C’est qu’Éric Ciotti a un grand trou dans son CV. Il n’a jamais intégré les plus hautes sphères de l’État. A 56 ans, il rêve désormais des dorures d’un ministère ou de l’Élysée. « Ministre de l’Intérieur, ça lui irait très bien. Il est direct et il a de l’autorité. Mais il ne s’affirme pas assez en homme d’État, regrettent Jean-Luc et Marie, pourtant ciottistes invétérés. Il ne se positionne pas assez comme un leader. Il a pris une position d’outsider. » Le couple passe régulièrement devant la permanence. Un jour, ils sont entrés : c’était pour dire leur désarroi après la défaite au premier tour de François Fillon en 2017. Ils espèrent ne pas avoir à revenir pour les mêmes raisons en 2022. Pour éviter toute déception, Catherine et Louis, deux autres retraités du quartier, ont adhéré aux Républicains le mois dernier dans l’unique but de voter Ciotti : « En ayant suffisamment de voix, même sans gagner, il aura une légitimité pour être choisi comme ministre de l’Intérieur. » Le couple a compté : ça pourrait fonctionner avec le réservoir de voix des sympathisants des Alpes-Maritimes, deuxième fédération LR de France. A la veille de la primaire, le nombre de nouveaux adhérents a grimpé dans les fédérations des différents candidats. Ayant plus que doublé, les Hauts-de-France de Xavier Bertrand sont passés en tête devant les Alpes-Maritimes, pourtant fortes de 7 000 adhérents. « Les autres candidats à la primaire, s’ils sont présidents de la République, le prendront comme ministre de l’Intérieur, avance son suppléant à l’Assemblée nationale Auguste Vérola. Parce qu’il a la volonté et l’abnégation. Je lui dis parfois : « Mais détends-toi ! » Il est très dur dans le travail, il est très dur envers lui-même. On ne voit pas Ciotti céder. »
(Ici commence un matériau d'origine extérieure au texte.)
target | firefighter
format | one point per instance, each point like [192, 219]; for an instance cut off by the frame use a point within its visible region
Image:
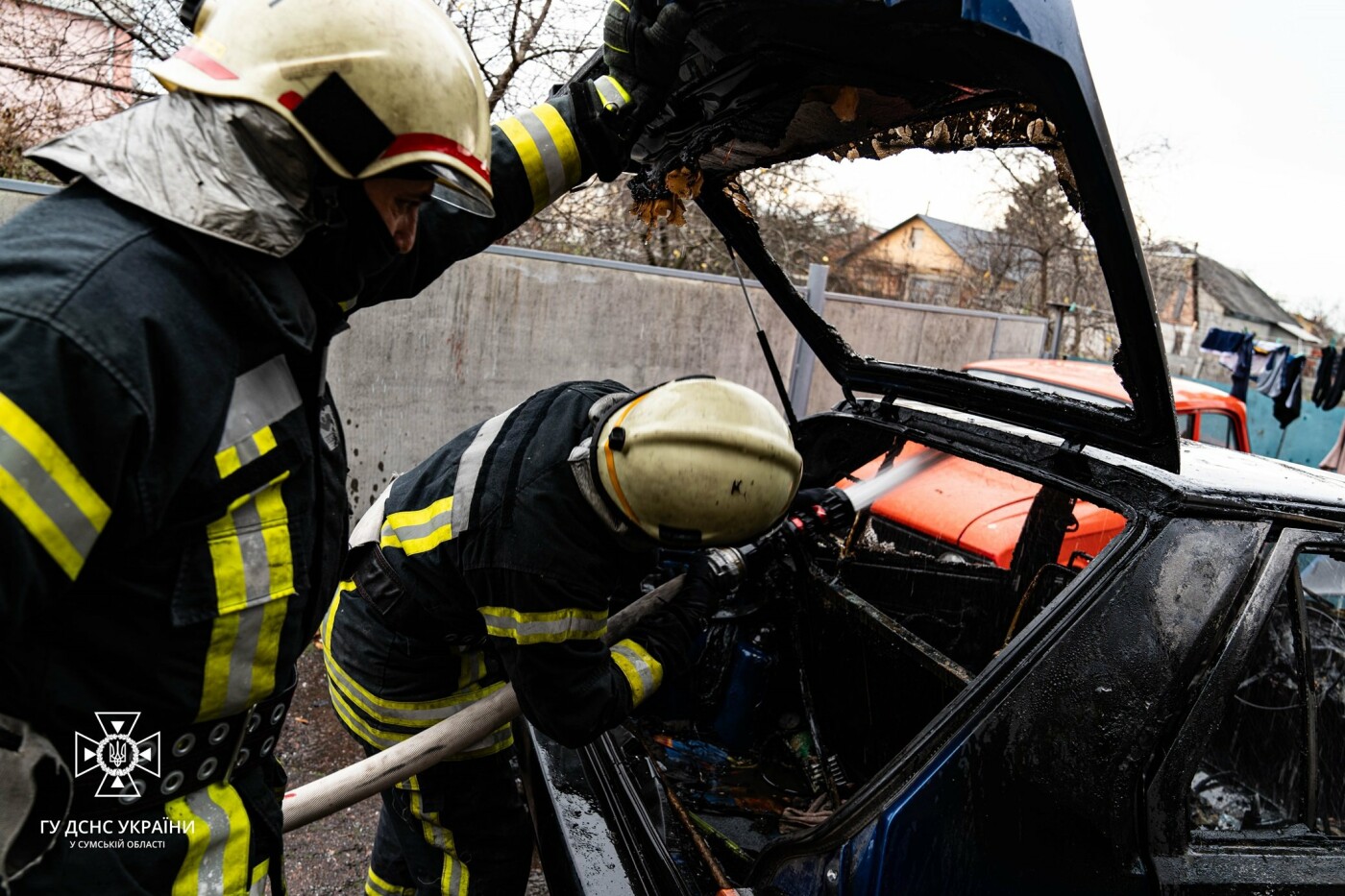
[495, 559]
[172, 470]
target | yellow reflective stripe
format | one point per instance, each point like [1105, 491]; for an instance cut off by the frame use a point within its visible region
[255, 577]
[611, 91]
[564, 140]
[399, 712]
[228, 462]
[548, 151]
[471, 668]
[414, 532]
[258, 886]
[217, 829]
[553, 626]
[452, 880]
[46, 493]
[531, 159]
[376, 885]
[268, 650]
[249, 549]
[271, 509]
[611, 462]
[642, 671]
[379, 738]
[235, 456]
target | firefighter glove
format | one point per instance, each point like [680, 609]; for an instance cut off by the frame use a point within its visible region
[670, 631]
[642, 51]
[642, 47]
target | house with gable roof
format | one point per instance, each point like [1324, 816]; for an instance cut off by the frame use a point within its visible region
[930, 261]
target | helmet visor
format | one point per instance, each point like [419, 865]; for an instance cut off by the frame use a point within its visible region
[457, 190]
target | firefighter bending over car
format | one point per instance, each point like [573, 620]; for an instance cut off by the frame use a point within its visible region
[494, 560]
[172, 472]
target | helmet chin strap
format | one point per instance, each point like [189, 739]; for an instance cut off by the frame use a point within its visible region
[582, 459]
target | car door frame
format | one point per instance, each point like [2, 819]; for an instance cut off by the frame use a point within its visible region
[1259, 861]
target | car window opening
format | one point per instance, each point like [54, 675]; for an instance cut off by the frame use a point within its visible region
[1277, 762]
[807, 687]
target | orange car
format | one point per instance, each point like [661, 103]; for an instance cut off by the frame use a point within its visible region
[975, 513]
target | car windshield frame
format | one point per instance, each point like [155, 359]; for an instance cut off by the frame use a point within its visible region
[1045, 385]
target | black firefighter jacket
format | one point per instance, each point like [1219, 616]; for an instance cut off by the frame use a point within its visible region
[491, 564]
[172, 509]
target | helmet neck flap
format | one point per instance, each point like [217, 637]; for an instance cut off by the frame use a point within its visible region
[224, 167]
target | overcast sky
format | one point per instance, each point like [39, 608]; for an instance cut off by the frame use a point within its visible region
[1250, 98]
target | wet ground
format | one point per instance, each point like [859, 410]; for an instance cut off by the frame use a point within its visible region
[330, 856]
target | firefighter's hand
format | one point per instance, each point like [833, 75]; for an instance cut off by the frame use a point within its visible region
[642, 47]
[701, 593]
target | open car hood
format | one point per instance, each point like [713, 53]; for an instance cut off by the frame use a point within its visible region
[769, 81]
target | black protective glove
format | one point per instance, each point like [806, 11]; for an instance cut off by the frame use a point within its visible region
[670, 631]
[642, 49]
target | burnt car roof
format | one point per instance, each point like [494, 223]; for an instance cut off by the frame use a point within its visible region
[759, 89]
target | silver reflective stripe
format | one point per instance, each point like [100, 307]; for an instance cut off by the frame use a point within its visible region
[252, 545]
[241, 661]
[504, 624]
[648, 682]
[419, 530]
[210, 875]
[261, 396]
[248, 452]
[454, 879]
[547, 148]
[47, 494]
[470, 469]
[366, 530]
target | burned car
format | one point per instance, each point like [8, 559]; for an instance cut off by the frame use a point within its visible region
[876, 715]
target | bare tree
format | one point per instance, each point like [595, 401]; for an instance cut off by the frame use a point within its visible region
[800, 221]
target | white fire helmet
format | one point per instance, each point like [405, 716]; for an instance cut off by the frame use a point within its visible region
[698, 462]
[376, 86]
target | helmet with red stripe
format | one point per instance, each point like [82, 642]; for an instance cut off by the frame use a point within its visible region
[376, 86]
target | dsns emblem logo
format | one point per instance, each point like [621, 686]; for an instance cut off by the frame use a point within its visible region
[117, 755]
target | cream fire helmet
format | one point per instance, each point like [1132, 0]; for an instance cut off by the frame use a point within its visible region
[698, 462]
[373, 85]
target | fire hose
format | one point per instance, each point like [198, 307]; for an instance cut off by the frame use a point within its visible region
[833, 510]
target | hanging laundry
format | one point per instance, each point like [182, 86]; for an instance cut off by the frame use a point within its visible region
[1334, 459]
[1273, 379]
[1324, 375]
[1333, 395]
[1243, 370]
[1288, 401]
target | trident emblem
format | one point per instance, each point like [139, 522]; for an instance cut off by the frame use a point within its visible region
[117, 755]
Sirènes de l’extrême droite
L’identité politique d’Éric Ciotti, c’est « un projet d’autorité, d’identité, de liberté », martèle-t-il. Un positionnement qui lui vaut une guerre fratricide avec son allié et soutien d’hier, Christian Estrosi. Les deux fidèles de Sarkozy se déchirent, le premier arguant une droite dure, le second menant une politique « Macron-compatible ». Si Ciotti pouvait paraître extrême avec ses idées radicales aux LR, dans cette campagne partie bille en tête sur le thème de l’immigration, ses discours passent désormais tout seul. « C’est de la droite dans son essence, sans dévier de la ligne conservatrice, libérale, maintient Alexandre Saradjian, responsable des Jeunes avec Ciotti. Une sensibilité de droite mais avec des limites qu’on ne franchit pas. La ligne jaune c’est Macron, la ligne rouge c’est Le Pen. » Ciotti flirte pourtant avec l’extrême droite. Il parle « grand remplacement » et « priorité nationale ». Il affirme qu’il votera Éric Zemmour au deuxième tour de l’élection présidentielle. Il rappelle à longueur de discours ne pas avoir voté Macron en 2017 et choisira Zemmour si le même scenario se reproduit en 2022. Sur France Bleu Azur, il l’appelait son « ami », « partage » le constat du polémiste, soutenu massivement par les médias du groupe Bolloré, et « tend la main à ses électeurs ». Un soir de novembre, passé 22h30, l’équipe de campagne de Ciotti partage un message sur le groupe WhatsApp destiné à la presse. C’est un tweet de remerciement d’Éric Zemmour envers Éric Ciotti. Désormais, ils ne partagent plus uniquement le même prénom.